Not lots of folks have even heard of a reverse mortgage, let alone understand what it is all about. For people who have perhaps heard a commercial on the T. V. About reverse mortgages, most know that you need to be older to get it and you do not need to ever repay it. Well, there's a small truth in that but not utterly as the reverse mortgage does need to be paid back in one way or another. For some, this is going to be a perfect way to better their current living situation apart from others, this could lead to something they actually did not desire.

Just like anything else, before signing for reverse mortgages it's important to grasp precisely the way in which the program works, who it'll benefit more, and what your long-term plans were with your house and its equity when you pass on. It can be a terrible thing to consider, but when considering reverse mortgages, it's important to take everything into account. This could be something that you would need a counsel or maybe a member of the family to look over with you, as they may be ready to point something out about reverse mortgages that you didn't even think about.

How It Works

Reverse mortgages are loans or mortgages against your house that you don't have to reimburse in monthly payments, for as long as you live there. But the debt is still owed to the company and you aren't getting something for nothing when working with reverse mortgages. If you have equity in your place, you can borrow money and use it for whatever you see fit.

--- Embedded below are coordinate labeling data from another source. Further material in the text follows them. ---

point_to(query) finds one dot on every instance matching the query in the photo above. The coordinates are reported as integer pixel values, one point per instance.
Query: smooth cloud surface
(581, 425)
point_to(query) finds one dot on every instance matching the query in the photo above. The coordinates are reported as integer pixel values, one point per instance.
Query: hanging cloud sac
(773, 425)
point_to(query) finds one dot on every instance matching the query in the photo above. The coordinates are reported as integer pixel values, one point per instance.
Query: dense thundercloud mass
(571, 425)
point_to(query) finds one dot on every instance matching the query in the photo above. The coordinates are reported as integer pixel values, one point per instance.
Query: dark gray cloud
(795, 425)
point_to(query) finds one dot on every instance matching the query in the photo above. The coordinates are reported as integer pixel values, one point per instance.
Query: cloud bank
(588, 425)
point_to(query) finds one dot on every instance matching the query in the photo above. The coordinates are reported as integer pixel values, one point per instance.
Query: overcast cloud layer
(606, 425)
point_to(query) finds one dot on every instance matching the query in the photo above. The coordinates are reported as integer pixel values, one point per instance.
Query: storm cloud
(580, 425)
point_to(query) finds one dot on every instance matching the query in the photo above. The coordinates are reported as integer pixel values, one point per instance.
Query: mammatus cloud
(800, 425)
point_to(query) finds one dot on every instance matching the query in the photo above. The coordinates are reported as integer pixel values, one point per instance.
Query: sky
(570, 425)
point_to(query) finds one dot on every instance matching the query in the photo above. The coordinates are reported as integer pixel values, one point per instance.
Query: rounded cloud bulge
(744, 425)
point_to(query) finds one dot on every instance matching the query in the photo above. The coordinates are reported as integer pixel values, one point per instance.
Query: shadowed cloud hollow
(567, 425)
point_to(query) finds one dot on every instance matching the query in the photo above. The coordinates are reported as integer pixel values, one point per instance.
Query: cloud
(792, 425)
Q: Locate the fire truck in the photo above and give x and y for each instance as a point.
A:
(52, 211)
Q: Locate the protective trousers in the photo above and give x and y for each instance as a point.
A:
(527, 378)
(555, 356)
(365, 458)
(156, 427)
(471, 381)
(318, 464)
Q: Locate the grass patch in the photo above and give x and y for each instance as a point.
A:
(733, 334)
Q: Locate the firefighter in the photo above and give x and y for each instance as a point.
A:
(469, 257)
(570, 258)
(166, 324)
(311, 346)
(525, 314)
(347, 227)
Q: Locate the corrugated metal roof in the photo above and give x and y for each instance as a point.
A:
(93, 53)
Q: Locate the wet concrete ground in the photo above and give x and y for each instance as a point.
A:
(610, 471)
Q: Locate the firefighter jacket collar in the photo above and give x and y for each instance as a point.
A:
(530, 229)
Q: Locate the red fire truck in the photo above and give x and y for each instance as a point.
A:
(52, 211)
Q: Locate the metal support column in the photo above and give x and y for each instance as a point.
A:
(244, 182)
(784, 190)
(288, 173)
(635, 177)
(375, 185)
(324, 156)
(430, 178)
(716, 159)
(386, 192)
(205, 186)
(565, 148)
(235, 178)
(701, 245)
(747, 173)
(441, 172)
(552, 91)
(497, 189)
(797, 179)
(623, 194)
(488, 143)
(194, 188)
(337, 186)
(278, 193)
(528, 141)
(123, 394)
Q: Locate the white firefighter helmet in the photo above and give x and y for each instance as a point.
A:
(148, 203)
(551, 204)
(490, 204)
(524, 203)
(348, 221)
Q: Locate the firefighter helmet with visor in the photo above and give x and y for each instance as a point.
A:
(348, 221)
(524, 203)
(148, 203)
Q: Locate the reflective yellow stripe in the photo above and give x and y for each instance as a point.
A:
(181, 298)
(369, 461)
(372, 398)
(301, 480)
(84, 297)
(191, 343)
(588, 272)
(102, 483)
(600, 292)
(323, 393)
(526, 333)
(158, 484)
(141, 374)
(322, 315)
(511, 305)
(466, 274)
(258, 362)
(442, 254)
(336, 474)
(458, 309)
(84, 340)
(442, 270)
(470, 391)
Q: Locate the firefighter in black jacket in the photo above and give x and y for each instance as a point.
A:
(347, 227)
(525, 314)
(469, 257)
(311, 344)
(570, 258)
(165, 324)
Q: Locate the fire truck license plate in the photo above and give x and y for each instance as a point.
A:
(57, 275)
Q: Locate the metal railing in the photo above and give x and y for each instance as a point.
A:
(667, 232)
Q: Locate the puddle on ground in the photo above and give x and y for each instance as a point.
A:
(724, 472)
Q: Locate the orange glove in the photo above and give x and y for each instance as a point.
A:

The strategies that reverse mortgages can pay out to the borrows are thru one one-off sum payment of money, thru a money advance that is spread out over months, and as a credit line kind of account that you can pull cash from whenever you feel that you have a requirement for it. Now, remember I discussed you aren't getting something for nothing? Though you don't have to make any monthly payments back to the bank whilst you live in the home, if you die, permanently move out, or sell your house, you are required to pay them back the cash you borrowed and some. Typically , the owners are required to be at least sixty-two years old or older to be suitable for reverse mortgages. For some folks, this is their only chance at taking the equity in their home and living the good life, as a large amount of folks in their retirement years are not in a position to afford any more monthly costs.